Increasing adoption if electric vehicles and home solar panels have made houses a viable energy generator. Called distributed energy resources (DER), these community-generated energy sources create a two-way power flow and are generally renewable. ConnectDER, based out of Crystal City (2001 Richmond Highway), aims to make becoming a DER more accessible for homeowners.

The Simple ConnectDER is a collar that connects to a home’s circuit. Solar panels can be connected to the collar and the output moderated by the system, which operates parallel to the home’s utility grid.

According to the company website:

The Simple ConnectDER enables three key innovations in the DER installation process: it reduces the time that an electrician or utility representative must be onsite to interconnect the system to less than 10 minutes, it removes the need for installers to enter the residence (in the case of externally mounted electric meters), and it enables easy “swap-in” of future distributed generation resources as they are introduced to the market.  To date, over 5,000 ConnectDERs have been deployed to tie [solar photovoltaic] systems into the US electric grid.

The company also offers over versions of the connector with more advanced features, like an ethernet bridge and cloud accessibility.

ConnectDER recently closed on $7 million in financing.

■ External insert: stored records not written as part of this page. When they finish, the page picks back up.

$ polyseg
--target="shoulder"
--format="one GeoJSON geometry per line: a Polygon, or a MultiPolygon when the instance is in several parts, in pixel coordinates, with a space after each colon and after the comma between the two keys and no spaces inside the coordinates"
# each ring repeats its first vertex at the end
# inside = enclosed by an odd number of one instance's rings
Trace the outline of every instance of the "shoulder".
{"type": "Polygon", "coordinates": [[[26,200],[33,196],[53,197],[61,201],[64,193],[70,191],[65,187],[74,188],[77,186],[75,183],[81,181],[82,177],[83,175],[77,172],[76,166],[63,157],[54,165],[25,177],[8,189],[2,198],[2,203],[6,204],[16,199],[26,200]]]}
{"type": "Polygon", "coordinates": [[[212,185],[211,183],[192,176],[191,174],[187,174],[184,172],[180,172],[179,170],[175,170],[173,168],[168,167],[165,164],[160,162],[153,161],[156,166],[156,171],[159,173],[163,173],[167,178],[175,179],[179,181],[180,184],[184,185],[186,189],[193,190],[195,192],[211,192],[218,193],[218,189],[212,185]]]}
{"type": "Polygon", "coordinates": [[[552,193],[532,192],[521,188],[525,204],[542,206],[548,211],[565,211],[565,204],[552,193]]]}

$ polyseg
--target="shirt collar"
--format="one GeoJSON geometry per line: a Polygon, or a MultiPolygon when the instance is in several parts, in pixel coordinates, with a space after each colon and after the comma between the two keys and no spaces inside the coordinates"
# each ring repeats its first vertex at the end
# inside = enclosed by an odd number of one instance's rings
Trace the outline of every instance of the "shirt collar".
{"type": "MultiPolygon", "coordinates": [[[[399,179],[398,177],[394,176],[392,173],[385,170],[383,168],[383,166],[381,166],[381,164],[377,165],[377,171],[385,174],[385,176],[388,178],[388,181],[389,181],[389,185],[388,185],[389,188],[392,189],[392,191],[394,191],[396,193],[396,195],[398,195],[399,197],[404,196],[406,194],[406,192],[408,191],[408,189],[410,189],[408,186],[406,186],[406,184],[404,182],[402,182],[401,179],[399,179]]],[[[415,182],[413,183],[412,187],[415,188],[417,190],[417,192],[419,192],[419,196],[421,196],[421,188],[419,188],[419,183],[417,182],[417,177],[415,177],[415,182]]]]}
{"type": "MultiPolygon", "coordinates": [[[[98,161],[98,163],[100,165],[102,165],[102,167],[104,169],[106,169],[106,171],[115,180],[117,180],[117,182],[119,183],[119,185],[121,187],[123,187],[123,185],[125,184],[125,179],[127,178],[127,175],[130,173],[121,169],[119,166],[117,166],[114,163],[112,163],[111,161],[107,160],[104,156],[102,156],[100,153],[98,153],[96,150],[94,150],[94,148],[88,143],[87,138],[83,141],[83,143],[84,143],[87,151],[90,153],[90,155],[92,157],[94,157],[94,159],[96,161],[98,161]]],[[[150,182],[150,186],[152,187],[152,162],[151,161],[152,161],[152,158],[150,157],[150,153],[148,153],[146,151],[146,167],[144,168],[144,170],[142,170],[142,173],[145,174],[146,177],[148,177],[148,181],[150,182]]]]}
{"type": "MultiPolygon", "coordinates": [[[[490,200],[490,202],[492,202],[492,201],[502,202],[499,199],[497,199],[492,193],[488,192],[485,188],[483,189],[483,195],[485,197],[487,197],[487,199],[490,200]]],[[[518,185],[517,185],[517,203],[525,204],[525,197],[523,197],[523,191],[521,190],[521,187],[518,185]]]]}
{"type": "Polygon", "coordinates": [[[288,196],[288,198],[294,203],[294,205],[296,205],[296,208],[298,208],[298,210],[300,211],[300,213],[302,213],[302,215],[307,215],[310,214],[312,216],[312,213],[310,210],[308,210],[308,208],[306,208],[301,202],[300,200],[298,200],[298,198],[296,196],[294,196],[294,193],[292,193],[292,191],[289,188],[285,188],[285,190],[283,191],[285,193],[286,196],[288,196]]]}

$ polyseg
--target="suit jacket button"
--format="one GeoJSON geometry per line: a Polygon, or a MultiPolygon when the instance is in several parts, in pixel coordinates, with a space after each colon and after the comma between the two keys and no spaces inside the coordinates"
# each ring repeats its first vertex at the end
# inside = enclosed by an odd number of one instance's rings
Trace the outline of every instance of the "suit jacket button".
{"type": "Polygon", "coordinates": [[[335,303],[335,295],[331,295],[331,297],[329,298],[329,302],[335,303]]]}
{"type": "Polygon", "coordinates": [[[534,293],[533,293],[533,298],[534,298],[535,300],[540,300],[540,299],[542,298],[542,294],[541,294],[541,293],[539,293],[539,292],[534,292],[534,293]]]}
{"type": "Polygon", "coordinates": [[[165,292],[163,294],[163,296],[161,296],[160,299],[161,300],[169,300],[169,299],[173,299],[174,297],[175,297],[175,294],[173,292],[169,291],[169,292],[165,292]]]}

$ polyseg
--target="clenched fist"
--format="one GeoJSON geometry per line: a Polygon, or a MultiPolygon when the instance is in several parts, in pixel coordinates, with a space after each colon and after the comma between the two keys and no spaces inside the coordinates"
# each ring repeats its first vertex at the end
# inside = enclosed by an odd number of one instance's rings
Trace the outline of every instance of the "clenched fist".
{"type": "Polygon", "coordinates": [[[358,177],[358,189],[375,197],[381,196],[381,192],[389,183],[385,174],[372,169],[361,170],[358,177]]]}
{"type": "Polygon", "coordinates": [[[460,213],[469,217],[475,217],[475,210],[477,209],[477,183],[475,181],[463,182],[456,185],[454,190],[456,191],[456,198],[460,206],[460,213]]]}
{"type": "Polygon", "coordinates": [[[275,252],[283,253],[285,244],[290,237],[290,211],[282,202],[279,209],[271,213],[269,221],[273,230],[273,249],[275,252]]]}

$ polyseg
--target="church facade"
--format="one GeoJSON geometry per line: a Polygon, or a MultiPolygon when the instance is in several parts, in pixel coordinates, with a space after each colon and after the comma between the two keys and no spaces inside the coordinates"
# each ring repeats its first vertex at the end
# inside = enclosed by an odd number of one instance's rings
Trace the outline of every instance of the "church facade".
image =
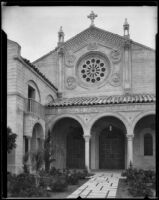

“The growth of residential-scale DERs such as solar and storage presents an enormous challenge for utilities tasked with integrating them into the grid cost-effectively and with an outstanding customer experience,” Whitman Fulton, CEO of ConnectDER, said in a press release. “At ConnectDER, we’re delivering technologies that can connect and transform these traditionally unmanaged resources — solar, storage, and EV charging–into grid-supporting assets at a fraction of the cost of current practices.”

“This funding underscores the market recognition that ConnectDER offers what utilities need to maximize the value of residential-scale technologies for the 21st century,” Fulton added.

The company will use the new funding to scale up operations and its supply chain, the company said in the release. The company is also looking to enhance the energy storage of the collar. A new version of the ConnectDER device that launched last week.